Fig. B. Here the low-pressure steam network hl is made exclusively from the Storage tank supplied with steam. The high pressure stage s1 of the machine is steam for the Consumer h removed. The excess steam is released through the overflow valve p is passed into memory. When the boiler pressure drops, the valve throttles z, the water supply to the memory, so that there the pressure rises. The valve z opens as a result of the main excitation from your storage, the steam supply to the condensation stage s., and the controller m throttles the live steam supply with unchanged power requirement to the high pressure stage s1. The valve p in the storage tank charging line closes. Only when the specific pressure ratio between the storage tank and the live steam network or boiler is established, the normal setting of the valve z occurs again in the the centrifugal governor na regulates the steam supply to the machine.

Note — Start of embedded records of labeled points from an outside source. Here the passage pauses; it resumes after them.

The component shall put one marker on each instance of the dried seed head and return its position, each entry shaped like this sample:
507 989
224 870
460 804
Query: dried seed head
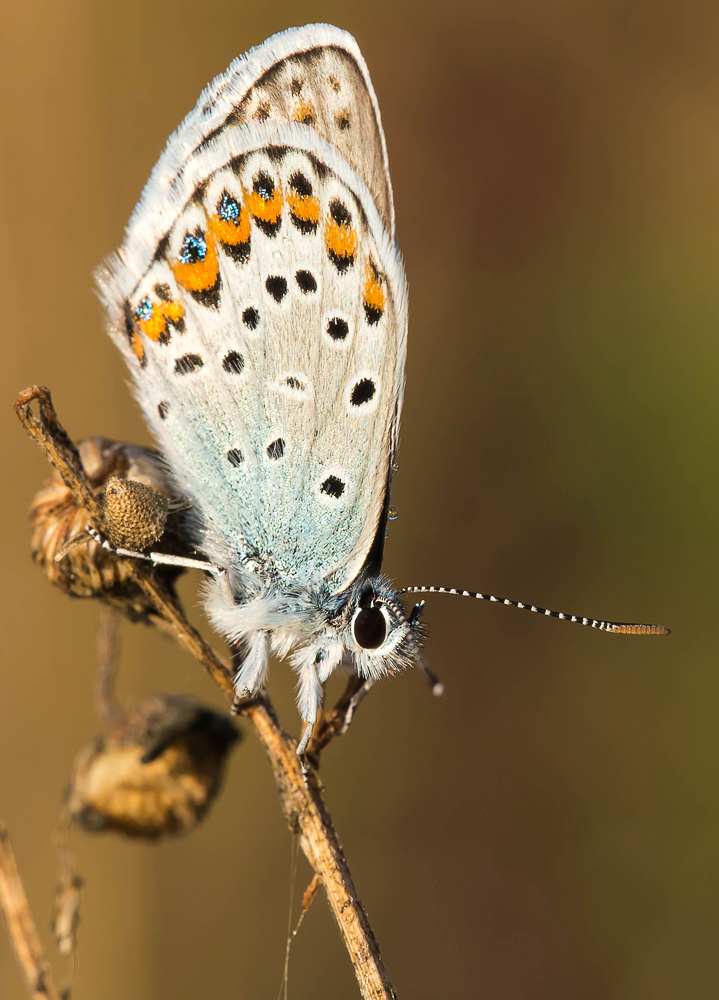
156 772
87 570
136 514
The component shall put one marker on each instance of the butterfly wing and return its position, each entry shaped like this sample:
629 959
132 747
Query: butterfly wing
314 75
266 330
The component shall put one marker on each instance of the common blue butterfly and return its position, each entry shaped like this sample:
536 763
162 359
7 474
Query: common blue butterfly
261 304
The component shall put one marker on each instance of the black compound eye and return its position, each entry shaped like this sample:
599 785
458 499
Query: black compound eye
369 628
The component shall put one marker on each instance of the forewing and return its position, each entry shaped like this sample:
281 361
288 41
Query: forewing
315 76
266 332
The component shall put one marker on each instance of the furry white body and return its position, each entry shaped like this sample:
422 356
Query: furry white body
261 304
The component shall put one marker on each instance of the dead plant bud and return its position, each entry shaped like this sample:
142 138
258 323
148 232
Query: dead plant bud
136 514
134 511
66 913
156 772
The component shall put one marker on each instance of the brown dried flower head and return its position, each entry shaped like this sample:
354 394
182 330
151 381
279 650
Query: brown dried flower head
156 772
136 495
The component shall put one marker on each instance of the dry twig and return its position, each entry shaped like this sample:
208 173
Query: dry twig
21 926
302 801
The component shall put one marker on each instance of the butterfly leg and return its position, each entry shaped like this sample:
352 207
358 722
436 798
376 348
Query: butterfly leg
354 702
156 558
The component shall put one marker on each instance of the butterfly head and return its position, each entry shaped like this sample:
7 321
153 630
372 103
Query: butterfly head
381 637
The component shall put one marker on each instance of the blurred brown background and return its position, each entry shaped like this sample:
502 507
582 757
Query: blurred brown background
551 828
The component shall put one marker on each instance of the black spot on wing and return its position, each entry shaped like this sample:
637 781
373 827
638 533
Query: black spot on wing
276 285
188 363
306 281
337 328
251 318
333 487
362 392
233 363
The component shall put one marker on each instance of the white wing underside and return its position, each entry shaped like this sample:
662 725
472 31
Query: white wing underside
270 432
315 75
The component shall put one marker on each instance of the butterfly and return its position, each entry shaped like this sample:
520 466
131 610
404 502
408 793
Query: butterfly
260 302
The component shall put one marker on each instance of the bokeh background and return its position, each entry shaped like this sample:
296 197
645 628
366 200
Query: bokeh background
551 828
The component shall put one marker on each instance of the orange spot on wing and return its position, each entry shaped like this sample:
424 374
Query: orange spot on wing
304 113
306 208
155 328
202 274
340 239
136 345
373 293
265 211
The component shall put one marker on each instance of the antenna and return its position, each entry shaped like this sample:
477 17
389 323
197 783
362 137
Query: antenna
621 628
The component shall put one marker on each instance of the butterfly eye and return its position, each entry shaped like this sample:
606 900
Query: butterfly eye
369 627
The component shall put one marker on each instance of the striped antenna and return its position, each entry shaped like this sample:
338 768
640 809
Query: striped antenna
621 628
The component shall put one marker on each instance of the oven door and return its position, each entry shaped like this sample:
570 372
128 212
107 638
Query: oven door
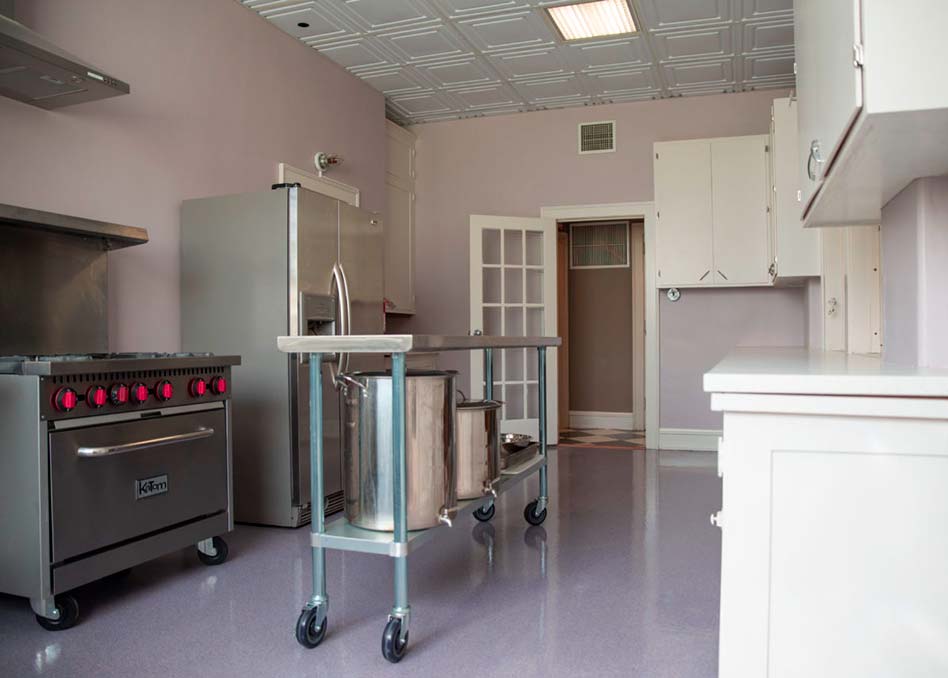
113 483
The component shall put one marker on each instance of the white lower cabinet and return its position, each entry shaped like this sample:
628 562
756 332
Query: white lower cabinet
834 550
711 203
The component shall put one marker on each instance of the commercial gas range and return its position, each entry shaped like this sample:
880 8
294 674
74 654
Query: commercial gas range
106 459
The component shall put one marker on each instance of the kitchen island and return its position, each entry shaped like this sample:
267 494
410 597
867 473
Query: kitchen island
835 498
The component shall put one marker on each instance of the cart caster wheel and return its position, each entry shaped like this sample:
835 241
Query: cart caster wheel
221 547
531 516
485 513
308 634
68 614
393 645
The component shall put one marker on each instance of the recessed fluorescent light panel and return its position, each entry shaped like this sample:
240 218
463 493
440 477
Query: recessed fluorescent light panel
593 19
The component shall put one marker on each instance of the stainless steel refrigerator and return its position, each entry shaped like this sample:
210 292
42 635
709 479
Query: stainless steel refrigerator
255 266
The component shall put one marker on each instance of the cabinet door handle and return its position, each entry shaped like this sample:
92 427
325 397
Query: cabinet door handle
815 158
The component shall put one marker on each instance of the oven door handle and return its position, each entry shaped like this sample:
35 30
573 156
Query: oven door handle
109 450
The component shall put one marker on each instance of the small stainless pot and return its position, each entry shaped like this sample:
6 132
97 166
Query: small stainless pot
478 447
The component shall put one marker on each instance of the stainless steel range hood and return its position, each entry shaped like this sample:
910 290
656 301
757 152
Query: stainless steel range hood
35 71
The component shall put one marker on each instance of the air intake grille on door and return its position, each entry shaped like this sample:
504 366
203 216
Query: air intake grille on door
599 245
597 137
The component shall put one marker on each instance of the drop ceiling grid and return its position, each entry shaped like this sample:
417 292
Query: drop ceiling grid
444 59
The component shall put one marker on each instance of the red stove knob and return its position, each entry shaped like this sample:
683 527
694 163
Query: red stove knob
219 385
197 388
118 394
164 390
96 397
65 399
138 393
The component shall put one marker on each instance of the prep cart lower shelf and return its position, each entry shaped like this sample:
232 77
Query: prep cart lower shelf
312 624
341 535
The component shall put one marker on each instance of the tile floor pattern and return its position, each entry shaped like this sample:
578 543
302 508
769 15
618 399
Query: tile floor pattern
603 437
621 580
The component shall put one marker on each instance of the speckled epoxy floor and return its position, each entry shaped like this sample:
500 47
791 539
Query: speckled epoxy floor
621 580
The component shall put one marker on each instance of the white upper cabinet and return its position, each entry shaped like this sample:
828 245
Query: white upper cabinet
400 221
828 82
683 202
711 204
739 210
796 249
873 103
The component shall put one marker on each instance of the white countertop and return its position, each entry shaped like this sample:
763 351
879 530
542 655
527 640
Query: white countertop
799 371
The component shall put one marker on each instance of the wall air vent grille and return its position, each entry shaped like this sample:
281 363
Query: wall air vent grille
597 137
599 245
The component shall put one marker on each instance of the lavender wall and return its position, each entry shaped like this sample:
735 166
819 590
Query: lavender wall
914 275
516 164
219 97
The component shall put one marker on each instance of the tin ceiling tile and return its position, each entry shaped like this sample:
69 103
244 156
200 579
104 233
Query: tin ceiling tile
519 30
548 61
356 54
462 73
310 22
443 59
699 74
659 14
456 9
435 42
768 35
613 83
608 54
493 96
382 15
759 9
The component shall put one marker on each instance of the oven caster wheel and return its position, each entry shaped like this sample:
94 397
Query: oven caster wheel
220 546
393 645
68 614
485 513
308 634
531 516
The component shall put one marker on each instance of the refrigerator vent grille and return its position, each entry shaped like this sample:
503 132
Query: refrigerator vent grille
597 137
599 245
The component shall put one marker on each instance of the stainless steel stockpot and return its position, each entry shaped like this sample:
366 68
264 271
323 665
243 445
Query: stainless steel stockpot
429 448
478 447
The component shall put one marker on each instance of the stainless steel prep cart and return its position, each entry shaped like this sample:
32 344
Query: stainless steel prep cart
312 623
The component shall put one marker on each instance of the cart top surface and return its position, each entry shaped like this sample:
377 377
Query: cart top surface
407 343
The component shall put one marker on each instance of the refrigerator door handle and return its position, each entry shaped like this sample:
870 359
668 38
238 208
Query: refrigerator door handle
342 327
347 326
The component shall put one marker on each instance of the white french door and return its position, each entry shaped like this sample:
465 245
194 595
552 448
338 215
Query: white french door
513 293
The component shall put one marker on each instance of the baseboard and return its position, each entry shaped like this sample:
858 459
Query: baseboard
697 439
622 421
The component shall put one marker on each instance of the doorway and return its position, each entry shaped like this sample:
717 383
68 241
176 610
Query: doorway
601 317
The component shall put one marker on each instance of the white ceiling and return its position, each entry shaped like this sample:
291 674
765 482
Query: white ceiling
444 59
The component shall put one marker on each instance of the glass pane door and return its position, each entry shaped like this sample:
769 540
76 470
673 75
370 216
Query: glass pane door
510 297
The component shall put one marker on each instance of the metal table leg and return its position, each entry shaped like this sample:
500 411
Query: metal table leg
395 636
486 512
312 623
535 512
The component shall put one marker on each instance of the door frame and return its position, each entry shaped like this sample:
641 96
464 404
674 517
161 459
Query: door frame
644 211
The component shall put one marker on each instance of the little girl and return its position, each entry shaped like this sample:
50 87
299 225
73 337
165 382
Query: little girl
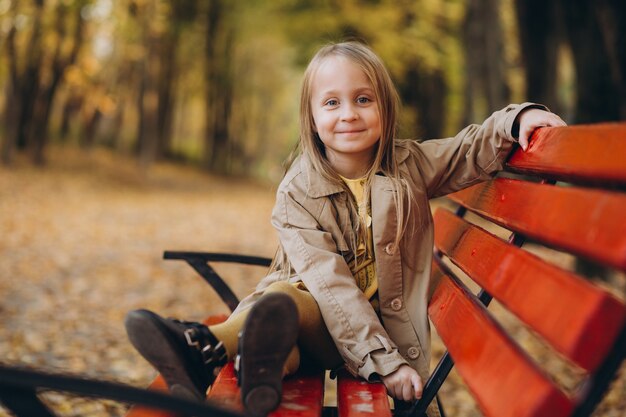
351 281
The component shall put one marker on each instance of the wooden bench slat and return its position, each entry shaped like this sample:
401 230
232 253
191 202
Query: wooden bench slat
586 222
359 398
303 396
582 322
502 378
588 153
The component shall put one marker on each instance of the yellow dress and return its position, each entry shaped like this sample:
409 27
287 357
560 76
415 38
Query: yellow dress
363 266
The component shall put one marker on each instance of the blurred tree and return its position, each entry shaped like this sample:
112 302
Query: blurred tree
597 86
220 149
593 30
539 37
485 80
181 14
24 80
53 46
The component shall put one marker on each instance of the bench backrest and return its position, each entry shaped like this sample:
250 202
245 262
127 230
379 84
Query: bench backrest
583 323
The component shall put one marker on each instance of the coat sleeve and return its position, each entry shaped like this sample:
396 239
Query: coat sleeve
473 155
355 328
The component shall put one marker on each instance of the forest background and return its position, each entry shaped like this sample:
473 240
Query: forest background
133 126
216 82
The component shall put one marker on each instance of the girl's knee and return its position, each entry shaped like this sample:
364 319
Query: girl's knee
283 287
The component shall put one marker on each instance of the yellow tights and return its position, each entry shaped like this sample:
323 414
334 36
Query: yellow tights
313 337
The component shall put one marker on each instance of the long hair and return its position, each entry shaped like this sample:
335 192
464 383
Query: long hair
388 107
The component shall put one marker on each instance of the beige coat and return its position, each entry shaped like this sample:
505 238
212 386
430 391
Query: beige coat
313 222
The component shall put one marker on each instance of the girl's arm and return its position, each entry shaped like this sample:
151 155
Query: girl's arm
355 328
478 151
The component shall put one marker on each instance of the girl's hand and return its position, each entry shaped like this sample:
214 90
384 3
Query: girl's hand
404 383
531 119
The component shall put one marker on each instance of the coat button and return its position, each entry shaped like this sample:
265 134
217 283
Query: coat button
396 304
413 352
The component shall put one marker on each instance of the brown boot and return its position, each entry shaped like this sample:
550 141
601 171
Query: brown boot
186 354
269 334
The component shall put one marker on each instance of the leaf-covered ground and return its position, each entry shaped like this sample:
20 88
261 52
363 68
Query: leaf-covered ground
81 243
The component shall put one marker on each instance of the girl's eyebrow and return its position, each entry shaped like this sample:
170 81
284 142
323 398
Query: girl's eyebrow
356 90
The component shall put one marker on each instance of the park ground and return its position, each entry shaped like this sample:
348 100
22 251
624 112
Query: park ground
80 245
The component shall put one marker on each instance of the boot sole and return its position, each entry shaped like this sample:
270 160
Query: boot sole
156 344
269 335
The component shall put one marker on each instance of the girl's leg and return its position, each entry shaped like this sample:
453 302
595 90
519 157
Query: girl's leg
313 335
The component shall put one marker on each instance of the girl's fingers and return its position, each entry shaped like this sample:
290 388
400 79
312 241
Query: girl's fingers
527 129
407 391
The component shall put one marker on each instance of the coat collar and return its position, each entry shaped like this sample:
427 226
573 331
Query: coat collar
318 186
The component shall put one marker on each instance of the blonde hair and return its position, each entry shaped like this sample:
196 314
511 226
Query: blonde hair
388 108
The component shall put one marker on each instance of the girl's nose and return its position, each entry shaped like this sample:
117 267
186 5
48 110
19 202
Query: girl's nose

When you need a lot of force the valve z opens under all circumstances as a result of the limit excitation from the live steam network, so that the required performance is ensured.

Fig. 9. The control device z is arranged in the accumulator charging line. It is usually influenced by the pressure or the temperature in the storage tank, which the valve v water depending on the pressure in the boiler or in the live steam network feeds. When the pressure in the main steam network reaches the lower permissible limit, closes the valve z, so that the steam requirement for the power generation and the consumer h is ensured. The network hl is exclusively from the memory with steam provided.

Fig. Io. The live steam first flows through the upstream machine s1, from there to the condensation machine s2 and into the low-pressure network la. The excess exhaust steam is deposited in the storage tank. The valve z is arranged in the extraction line of the machine and receives its main stimulus from the pressure or the temperature in the storage tank, to which water flows in accordance with the pressure in the live steam network. When the power requirement increases, the centrifugal governor n. Increases the steam supply to the condensing machine s2 and the valve p increases the live steam supply due to the falling back pressure of the upstream machine s1. The valve z throttles the steam supply to the network , to which the storage unit now emits steam. The limit excitation from the live steam network closes the valve z completely when the pressure there reaches the specific lower limit.

Claims (1)

PATENT CLAIMS: i. Steam system with fluctuating load and heat storage, supplied to the excess steam and removed warm water for feeding the kettle is sounded by a control device between the boiler and storage tank, and in the case of the excessive steam demand of the consumer through steam extraction the memory is covered, characterized in that the boiler is fed evenly with the warm storage water, so a uniform Steam generation has that the control device arranged between the boiler and storage tank (z) depending on the live steam pressure, the excess live steam into the storage tank lets flow and at the same time the cold water supply to the memory according to the excess amount of steam is regulated in the memory. z. Steam system according to claim i, characterized in that the control device (z) from the pressure in the live steam network or in the boiler and by a limit pulse from the pressure or the temperature in the storage tank influences and the water supply to the memory depending on the pressure or the Temperature in the storage tank is regulated (e.g. Fig. I). 3. Steam system according to claim i, characterized in that the control device (z) 'of the pressure or of the Temperature in the storage tank and by a limit pulse from the pressure in the live steam network or influenced in the boiler and the water supply to the storage tank depending on Pressure in the main steam network or in the boiler is regulated (e.g. Fig. 3). 4. Steam system according to claims i to 3, characterized in that the regulating device (z) is in the steam network is arranged in front of a machine that emits steam into the accumulator (e.g. in Fig. q. and 6). 5. Steam system according to claim i to 3, characterized in that the Control device (z) is arranged between two parts of a tapping machine (Fig. 7 and 8).